Sure, if there's users that would benefit from this then no reason to
not consider it. It's just a lot of low-level knobs we give userspace
here but I guess for the notifier it makes sense.

> 
> >
> > >
> > > This change introduce the SECCOMP_USER_NOTIF_FD_SYNC_WAKE_UP flag that
> > > it used to enable the sync mode.
> > >
> > > Signed-off-by: Andrei Vagin <avagin@gmail.com>
> > > ---
> > >  include/uapi/linux/seccomp.h |  4 ++++
> > >  kernel/seccomp.c             | 35 +++++++++++++++++++++++++++++++++--
> > >  2 files changed, 37 insertions(+), 2 deletions(-)
> > >
> > > diff --git a/include/uapi/linux/seccomp.h b/include/uapi/linux/seccomp.h
> > > index 0fdc6ef02b94..dbfc9b37fcae 100644
> > > --- a/include/uapi/linux/seccomp.h
> > > +++ b/include/uapi/linux/seccomp.h
> > > @@ -115,6 +115,8 @@ struct seccomp_notif_resp {
> > >       __u32 flags;
> > >  };
> > >
> 
> <snip>
> 
> > >
> > >  #ifdef SECCOMP_ARCH_NATIVE
> > > @@ -1117,7 +1120,10 @@ static int seccomp_do_user_notification(int this_syscall,
> > >       INIT_LIST_HEAD(&n.addfd);
> > >
> > >       atomic_add(1, &match->notif->requests);
> > > -     wake_up_poll(&match->wqh, EPOLLIN | EPOLLRDNORM);
> > > +     if (match->notif->flags & SECCOMP_USER_NOTIF_FD_SYNC_WAKE_UP)
> > > +             wake_up_poll_on_current_cpu(&match->wqh, EPOLLIN | EPOLLRDNORM);
> > > +     else
> > > +             wake_up_poll(&match->wqh, EPOLLIN | EPOLLRDNORM);
> >
> > (We're accumulating a lot of conditional wake primitives in the notifier.)
> >
> 
> I am not sure that I understand what you mean here.

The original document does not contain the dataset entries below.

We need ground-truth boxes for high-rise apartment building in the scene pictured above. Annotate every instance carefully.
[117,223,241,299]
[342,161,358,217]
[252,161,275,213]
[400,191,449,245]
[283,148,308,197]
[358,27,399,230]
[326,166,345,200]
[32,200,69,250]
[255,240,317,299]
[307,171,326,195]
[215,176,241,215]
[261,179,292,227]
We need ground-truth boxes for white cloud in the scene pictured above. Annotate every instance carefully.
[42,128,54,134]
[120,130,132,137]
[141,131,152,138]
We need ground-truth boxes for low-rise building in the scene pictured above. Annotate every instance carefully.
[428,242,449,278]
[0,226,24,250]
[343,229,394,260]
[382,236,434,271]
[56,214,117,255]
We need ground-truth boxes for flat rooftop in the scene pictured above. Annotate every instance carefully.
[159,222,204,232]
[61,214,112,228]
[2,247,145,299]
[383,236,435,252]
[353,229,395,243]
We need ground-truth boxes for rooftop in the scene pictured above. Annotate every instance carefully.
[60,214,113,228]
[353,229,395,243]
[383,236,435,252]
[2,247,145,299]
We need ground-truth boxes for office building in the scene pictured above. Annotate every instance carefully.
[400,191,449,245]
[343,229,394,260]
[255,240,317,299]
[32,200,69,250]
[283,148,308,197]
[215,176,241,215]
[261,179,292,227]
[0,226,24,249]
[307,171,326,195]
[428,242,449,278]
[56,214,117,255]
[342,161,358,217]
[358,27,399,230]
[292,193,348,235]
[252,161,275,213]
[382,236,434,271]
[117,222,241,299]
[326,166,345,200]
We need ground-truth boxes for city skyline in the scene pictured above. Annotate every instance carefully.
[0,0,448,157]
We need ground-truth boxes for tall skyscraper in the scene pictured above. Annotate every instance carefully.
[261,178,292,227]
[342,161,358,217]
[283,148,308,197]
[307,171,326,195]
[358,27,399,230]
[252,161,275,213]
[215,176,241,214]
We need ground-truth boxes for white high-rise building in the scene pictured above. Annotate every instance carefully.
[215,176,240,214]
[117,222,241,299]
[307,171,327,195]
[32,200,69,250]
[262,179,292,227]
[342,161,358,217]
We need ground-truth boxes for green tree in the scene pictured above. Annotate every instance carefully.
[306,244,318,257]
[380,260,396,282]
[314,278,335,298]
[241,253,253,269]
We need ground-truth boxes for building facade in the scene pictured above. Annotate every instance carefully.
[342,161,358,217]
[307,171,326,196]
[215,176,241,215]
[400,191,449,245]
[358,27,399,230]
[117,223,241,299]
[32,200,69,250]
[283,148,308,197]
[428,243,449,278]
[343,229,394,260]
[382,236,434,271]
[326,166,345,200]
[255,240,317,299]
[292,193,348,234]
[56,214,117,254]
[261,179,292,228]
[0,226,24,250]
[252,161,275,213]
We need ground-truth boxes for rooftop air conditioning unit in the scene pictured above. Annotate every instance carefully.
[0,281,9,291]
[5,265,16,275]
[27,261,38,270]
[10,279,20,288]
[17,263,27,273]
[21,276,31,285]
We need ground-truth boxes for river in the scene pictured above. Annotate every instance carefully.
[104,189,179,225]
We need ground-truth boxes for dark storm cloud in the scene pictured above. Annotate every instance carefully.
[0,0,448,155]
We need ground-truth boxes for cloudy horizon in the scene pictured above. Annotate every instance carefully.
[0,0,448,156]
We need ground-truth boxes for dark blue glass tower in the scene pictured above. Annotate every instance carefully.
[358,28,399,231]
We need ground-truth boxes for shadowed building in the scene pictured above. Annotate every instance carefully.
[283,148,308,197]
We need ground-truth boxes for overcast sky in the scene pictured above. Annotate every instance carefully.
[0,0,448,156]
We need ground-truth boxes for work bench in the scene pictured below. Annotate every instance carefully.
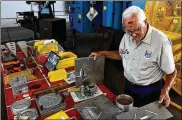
[1,41,181,120]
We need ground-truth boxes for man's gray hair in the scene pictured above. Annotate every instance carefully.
[122,6,146,25]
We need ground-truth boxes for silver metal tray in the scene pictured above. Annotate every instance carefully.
[75,95,122,119]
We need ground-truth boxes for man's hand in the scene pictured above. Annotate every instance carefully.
[89,52,102,60]
[159,70,177,107]
[89,51,121,60]
[159,88,170,107]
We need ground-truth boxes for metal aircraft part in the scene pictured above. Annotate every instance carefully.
[35,92,66,116]
[17,108,38,120]
[75,95,122,119]
[6,42,16,56]
[116,101,173,119]
[10,76,29,96]
[17,41,28,57]
[75,56,105,87]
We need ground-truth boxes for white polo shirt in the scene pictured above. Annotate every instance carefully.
[119,24,175,86]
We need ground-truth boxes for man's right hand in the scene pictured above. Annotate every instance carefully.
[89,52,102,60]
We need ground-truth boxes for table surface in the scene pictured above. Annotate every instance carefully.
[1,43,116,120]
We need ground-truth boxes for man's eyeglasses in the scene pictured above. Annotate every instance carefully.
[124,23,144,35]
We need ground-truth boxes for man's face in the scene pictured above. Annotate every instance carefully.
[123,14,146,41]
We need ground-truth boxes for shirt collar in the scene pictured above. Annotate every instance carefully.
[141,24,153,44]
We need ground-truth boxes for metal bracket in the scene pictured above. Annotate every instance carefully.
[10,76,29,96]
[6,42,16,56]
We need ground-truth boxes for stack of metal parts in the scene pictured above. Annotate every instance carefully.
[75,95,122,119]
[17,108,38,120]
[10,99,38,119]
[10,99,31,115]
[10,76,29,96]
[35,92,66,116]
[75,56,105,87]
[116,101,173,119]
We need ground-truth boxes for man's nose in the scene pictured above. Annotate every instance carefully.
[131,33,137,37]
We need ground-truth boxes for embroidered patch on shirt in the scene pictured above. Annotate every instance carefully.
[144,50,152,59]
[120,49,129,54]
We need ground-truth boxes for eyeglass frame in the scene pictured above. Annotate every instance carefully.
[124,22,145,35]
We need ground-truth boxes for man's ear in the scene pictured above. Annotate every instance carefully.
[144,19,148,24]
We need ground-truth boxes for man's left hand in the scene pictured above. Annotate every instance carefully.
[159,89,170,107]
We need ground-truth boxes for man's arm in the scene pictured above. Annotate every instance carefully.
[159,69,177,107]
[89,51,121,60]
[163,69,177,92]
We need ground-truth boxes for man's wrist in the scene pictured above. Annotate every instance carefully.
[98,51,104,56]
[162,86,170,93]
[163,69,177,93]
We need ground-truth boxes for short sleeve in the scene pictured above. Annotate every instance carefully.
[158,39,175,74]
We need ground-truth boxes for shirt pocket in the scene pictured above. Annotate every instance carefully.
[139,58,155,71]
[122,53,129,69]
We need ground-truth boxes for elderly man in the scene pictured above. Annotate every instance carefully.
[90,6,177,107]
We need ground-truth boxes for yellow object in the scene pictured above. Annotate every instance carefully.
[39,43,59,55]
[67,87,80,92]
[48,69,67,82]
[161,30,181,46]
[144,1,181,45]
[34,40,43,47]
[4,70,36,85]
[172,43,181,53]
[174,51,181,63]
[44,110,69,120]
[37,45,43,52]
[78,14,81,19]
[56,52,77,69]
[14,116,29,120]
[103,6,107,10]
[170,101,182,111]
[145,1,181,34]
[176,62,181,79]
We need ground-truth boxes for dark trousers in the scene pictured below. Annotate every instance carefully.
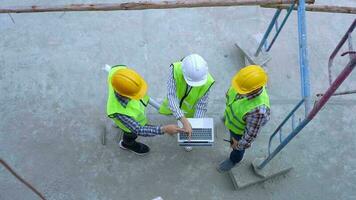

I just meant that we have 

if (wait_killable)
	err = wait_for_completion_killable(&n.ready);
else
	err = wait_for_completion_interruptible(&n.ready);

and now also

if (match->notif->flags & SECCOMP_USER_NOTIF_FD_SYNC_WAKE_UP)
        wake_up_poll_on_current_cpu(&match->wqh, EPOLLIN | EPOLLRDNORM);
else
        wake_up_poll(&match->wqh, EPOLLIN | EPOLLRDNORM);

which is a bit unpleasant but nothing that would mean we can't do this.